If Client and SecurityPal have executed a written agreement governing Client’s access to and use of the Services as a SecurityPal client, then the terms of such signed agreement will govern and will supersede this Agreement.
SecurityPal and Client agree as follows:
Definitions. In addition to capitalized terms defined elsewhere in this Agreement, the following terms shall have the meanings set forth below:
- “Affiliates” means an entity that Controls, is Controlled by, or is under common Control with the subject entity.
- “Aggregated Anonymous Data” means aggregated and anonymized data and information derived from Client Data used by SecurityPal for internal business purposes including to provide, develop and improve the Software and Services. Aggregated Anonymous Data is not Client Data and do not consist of Personal Data (as defined in the DPA).

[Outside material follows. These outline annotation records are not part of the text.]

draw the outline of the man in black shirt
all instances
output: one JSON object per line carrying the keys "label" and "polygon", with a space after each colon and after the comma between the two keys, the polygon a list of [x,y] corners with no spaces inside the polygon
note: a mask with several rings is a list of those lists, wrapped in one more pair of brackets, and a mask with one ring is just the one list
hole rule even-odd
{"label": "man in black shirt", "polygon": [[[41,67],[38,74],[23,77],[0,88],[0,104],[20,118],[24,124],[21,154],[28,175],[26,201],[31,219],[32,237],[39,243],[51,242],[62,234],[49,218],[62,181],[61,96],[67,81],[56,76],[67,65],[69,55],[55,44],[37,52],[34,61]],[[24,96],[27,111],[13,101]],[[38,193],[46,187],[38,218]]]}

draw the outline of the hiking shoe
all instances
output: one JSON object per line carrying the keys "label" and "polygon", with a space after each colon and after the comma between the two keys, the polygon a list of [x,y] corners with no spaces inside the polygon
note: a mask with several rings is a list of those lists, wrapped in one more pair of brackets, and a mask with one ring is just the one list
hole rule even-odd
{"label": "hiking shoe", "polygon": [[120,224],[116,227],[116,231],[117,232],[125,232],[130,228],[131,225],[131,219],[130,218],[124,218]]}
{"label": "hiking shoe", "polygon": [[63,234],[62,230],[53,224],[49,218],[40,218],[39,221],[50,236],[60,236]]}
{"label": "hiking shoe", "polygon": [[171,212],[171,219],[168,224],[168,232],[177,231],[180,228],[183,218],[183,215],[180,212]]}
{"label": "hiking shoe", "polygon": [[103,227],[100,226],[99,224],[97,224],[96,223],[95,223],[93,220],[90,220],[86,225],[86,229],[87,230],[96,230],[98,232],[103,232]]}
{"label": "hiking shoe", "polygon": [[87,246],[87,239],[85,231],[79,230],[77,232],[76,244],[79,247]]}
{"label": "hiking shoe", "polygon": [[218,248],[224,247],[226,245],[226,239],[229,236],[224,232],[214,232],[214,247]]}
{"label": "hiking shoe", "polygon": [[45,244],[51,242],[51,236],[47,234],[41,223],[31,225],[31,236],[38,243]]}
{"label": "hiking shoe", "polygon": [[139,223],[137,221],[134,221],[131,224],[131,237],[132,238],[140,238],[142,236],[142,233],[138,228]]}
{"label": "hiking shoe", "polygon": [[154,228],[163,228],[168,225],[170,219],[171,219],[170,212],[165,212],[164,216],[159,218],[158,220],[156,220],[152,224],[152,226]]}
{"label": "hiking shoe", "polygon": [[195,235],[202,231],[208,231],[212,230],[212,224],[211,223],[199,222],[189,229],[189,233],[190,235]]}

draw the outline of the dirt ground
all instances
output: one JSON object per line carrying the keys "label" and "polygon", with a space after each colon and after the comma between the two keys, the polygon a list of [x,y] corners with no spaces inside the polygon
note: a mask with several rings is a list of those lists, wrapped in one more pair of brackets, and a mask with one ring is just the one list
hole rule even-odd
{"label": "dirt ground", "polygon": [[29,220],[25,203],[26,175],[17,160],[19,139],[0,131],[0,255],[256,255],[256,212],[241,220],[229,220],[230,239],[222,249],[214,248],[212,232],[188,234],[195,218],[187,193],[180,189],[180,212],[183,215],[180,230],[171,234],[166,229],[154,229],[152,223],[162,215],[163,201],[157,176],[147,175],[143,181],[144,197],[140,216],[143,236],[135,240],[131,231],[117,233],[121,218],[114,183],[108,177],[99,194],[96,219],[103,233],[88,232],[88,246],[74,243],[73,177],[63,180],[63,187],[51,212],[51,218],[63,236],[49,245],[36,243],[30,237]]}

- “Client Data” means any information and/or data (e.g., Security Questionnaires, Client answers and libraries) provided or transferred to SecurityPal by Client via the Services or Software.
- “Completed Security Questionnaires” means Security Questionnaires that have been completed by SecurityPal via the Software and Services subject to the Service Level set forth in the Order Form.
- “Confidential Information” means information disclosed by or on behalf of one party (as discloser) to the other party (as recipient) under this Agreement, in any form, which: (i) the discloser identifies to recipient as “confidential” or “proprietary;” or (ii) should be reasonably understood as confidential or proprietary due to its nature and the circumstances of its disclosure. SecurityPal’s Confidential Information includes technical or performance information about the Services and the Software, and Client’s Confidential Information includes Client Data. Information on an Order Form is each party’s Confidential Information.
- “Control” for means direct or indirect ownership of control of more than 50% of the voting interests of the subject entity.
- “Documentation” means the written or online user manuals, help files, specification sheets, or other documentation regarding the Software and the Services made available to Client by SecurityPal.
- “DPA” means SecurityPal’s Data Processing Agreement available at: https://www.securitypalhq.com/dpa.
- “Order Form” means each written order or online order specifying the Services to be provided under this Agreement and applicable fees, that is executed in writing between Client and SecurityPal.
- “Security Protocols” means SecurityPal’s technical and organizational security measures set forth within Annex II to the DPA.
- “Security Questionnaire” means a document in any form (e.g., a questionnaire) issued by a third party to Client that requires Client to answer specific questions about Client’s internal security technical and organizational measures.
- “Security Questionnaire Service Level” has the meaning set forth in the Order Form.
- “Service(s)” means SecurityPal’s proprietary cloud software and other services identified in an Order Form and as modified from time to time by SecurityPal. The Services include human resources, the Software and Documentation but not any third-party products.
- “Software” means the software that SecurityPal develops and maintains in order to provide the Services, and all modifications, updates, upgrades thereto and derivative works thereof.
- “Subscription Term” means the period of time specified in an Order Form.
- “Support Terms” means support terms for the Software as set forth in Section 2(a)(iii) below.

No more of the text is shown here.